世界の中心で平和を叫ぶ。第2部 281
勝利を確信して油断したレックスに、最後にして最大の攻撃を仕掛ける準備をしていて答えられなかったのだ。
このときのために細心の注意を払って仕掛けた、夢渾身の攻撃。
これで夢の勝利が確定する―――はずだった。
「・・・な―――ッ!?」
しかし死角から確実に急所を射抜くはずの攻撃は、むなしく虚空を飛んでいった。
自分にとどめをさそうとしていたレックスは、夢の最後の攻撃を読んで、すんでのところで急停止していたのだ!
「―――そう来ると思っていたよ。特にお姉さんみたいなタイプはね!」
そして攻撃が終わったことを確認すると同時に、再びレックスは駆け出した。
追い詰められてなお、自分を倒そうとする戦士の命を奪うために。
反撃にも失敗し、もはや死ぬしか道のない夢は申し訳なさそうな、悲しそうな表情を浮かべて迫り来るレックスを見つめていた。
(反撃は失敗、防御は不可、回避も間に合わない。
・・・打つ手なし、か。これまでだな。
啓太様からあれほど勝手に死ぬなと言いつかっていたのに、まさか私が最初にその命令を破ることになるとはな。
申し訳ありません、啓太様。命令を遂行できなくて)
啓太の1番の従者を自認していた自分が、主人の命令を破って死んでしまうとは。
死をまえにしたせいか、そう思うとなぜか不思議と笑みがこぼれた。
気がかりなのは自分の死後、啓太が幸せに生きてくれるかどうかだが、たぶん大丈夫だろう。
アパレント・アトムにはクロックという優秀な怪人がいるし、鈴と空のように啓太の心の支えとなる怪人もたくさんいる。
(啓太様。私はここまでのようです。
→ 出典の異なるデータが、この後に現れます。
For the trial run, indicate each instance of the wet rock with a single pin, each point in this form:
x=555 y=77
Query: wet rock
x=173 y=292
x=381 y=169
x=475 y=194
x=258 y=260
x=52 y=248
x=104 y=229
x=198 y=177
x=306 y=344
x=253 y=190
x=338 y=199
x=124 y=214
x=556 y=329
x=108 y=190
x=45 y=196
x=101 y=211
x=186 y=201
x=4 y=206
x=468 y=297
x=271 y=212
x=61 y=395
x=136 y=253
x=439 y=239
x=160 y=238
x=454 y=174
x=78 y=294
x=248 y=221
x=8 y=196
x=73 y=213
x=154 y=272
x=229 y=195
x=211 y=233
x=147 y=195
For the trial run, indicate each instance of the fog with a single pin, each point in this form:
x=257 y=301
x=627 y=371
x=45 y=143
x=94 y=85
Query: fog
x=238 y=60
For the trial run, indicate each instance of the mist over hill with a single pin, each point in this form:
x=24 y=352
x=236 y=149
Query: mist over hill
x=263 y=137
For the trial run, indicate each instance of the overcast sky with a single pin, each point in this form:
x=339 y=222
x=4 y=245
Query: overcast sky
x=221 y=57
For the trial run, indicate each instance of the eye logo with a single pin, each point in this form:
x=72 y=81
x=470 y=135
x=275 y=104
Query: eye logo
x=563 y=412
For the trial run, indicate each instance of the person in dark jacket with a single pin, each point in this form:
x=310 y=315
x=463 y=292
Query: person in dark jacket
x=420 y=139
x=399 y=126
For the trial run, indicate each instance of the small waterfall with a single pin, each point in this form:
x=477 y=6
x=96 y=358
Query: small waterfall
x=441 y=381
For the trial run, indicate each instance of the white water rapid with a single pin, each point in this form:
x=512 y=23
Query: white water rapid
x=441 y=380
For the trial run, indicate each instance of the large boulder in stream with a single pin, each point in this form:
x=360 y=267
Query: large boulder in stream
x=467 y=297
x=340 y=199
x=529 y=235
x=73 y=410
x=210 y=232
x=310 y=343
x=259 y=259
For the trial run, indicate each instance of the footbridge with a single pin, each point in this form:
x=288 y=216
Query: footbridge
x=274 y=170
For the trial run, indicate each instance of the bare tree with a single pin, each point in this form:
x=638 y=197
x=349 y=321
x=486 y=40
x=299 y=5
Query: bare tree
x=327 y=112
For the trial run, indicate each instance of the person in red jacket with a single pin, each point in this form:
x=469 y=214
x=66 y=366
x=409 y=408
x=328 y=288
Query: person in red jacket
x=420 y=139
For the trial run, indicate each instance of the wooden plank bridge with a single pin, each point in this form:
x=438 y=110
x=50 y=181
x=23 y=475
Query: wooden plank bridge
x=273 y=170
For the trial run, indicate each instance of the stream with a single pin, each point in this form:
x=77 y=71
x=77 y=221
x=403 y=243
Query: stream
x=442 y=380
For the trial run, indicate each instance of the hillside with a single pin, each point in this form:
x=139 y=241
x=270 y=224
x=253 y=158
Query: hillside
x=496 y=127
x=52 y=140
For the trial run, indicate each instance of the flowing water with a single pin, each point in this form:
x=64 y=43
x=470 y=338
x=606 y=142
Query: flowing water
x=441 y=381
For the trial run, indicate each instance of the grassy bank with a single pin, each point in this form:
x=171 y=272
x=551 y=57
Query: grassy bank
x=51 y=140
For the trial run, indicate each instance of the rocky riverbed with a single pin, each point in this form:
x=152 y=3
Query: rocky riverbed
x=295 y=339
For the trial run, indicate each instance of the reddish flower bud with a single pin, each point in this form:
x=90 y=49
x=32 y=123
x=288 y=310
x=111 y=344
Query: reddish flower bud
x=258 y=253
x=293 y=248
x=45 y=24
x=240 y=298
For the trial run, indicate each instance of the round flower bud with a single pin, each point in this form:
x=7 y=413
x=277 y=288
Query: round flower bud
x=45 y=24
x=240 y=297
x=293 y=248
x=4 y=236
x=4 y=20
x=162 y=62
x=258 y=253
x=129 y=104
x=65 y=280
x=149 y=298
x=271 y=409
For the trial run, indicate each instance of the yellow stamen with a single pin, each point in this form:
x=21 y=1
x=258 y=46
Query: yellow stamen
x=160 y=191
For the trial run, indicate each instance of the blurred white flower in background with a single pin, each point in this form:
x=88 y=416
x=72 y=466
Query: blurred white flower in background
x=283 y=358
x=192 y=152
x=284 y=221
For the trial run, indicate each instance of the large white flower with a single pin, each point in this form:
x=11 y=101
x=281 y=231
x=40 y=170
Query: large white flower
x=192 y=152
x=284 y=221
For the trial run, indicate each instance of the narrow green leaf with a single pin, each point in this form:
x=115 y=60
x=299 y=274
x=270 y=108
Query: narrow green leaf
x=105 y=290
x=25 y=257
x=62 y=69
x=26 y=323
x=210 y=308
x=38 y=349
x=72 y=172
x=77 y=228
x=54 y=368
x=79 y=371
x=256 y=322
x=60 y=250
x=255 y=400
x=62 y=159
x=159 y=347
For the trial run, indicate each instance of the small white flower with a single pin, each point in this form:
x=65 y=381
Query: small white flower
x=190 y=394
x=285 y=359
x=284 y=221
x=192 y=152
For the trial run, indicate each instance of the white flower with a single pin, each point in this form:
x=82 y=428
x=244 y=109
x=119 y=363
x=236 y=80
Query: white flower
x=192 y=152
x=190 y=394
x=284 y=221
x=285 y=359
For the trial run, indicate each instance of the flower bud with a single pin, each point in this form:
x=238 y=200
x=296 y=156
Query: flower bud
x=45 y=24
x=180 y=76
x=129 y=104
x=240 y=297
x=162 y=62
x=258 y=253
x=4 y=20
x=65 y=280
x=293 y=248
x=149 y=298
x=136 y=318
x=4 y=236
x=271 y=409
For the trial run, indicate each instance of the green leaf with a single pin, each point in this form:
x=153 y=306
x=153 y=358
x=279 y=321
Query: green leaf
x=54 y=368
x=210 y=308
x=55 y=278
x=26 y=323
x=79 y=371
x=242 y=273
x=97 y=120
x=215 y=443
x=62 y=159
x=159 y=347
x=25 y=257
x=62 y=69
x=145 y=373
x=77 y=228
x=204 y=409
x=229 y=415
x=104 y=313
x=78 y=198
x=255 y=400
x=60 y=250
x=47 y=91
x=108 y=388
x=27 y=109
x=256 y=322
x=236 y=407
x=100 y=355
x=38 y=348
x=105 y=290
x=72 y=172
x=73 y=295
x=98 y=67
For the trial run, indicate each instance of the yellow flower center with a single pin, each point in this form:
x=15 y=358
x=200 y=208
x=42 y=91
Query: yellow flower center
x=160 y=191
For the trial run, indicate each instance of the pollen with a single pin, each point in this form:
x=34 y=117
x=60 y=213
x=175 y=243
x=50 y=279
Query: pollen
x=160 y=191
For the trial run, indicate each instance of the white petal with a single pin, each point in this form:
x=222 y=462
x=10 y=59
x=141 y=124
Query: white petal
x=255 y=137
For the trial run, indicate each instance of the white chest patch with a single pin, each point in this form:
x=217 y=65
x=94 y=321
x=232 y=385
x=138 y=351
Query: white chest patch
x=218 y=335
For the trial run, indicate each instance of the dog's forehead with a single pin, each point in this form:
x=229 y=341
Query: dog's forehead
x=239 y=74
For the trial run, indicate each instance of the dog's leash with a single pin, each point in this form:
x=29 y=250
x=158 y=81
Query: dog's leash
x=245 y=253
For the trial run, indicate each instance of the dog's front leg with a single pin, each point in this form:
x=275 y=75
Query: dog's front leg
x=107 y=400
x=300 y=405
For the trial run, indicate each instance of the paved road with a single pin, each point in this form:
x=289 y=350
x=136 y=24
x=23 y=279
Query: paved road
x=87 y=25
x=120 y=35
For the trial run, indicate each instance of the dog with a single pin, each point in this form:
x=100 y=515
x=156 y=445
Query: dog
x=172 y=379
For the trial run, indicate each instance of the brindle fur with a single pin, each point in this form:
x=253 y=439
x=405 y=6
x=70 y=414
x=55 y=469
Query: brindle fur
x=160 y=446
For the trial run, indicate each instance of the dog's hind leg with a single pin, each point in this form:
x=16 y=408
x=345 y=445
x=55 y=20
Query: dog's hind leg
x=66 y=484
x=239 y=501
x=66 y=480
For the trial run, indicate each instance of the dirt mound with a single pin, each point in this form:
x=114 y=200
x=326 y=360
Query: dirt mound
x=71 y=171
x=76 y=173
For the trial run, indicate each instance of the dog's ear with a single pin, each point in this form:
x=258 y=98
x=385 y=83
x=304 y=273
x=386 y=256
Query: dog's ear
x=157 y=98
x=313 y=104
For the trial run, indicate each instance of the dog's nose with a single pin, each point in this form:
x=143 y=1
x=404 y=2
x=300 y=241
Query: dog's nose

どうか私がいなくても健やかに過ごされますように―――)
そして夢の首めがけてレックスが右手の凶悪な牙を振り下ろされた。
死を覚悟する夢。
そんな彼女を救ったのは、2人に割り込むように上から降ってきた1枚の盾であった。
突然の乱入に、レックスの右手は夢ではなく盾に噛み付き。
夢は何とかその命をつなぎとめることができた。
「だ、誰だっ!?1対1の決闘を邪魔するヤツはっ!?」
よほど盾が硬いのか、レックスは右手の口で盾をくわえたまま、無粋な邪魔者を探そうとキョロキョロと頭を振って探す。
一方の夢は飛んできたものを見て、自分を救ったのが誰だったのか、直感で理解した。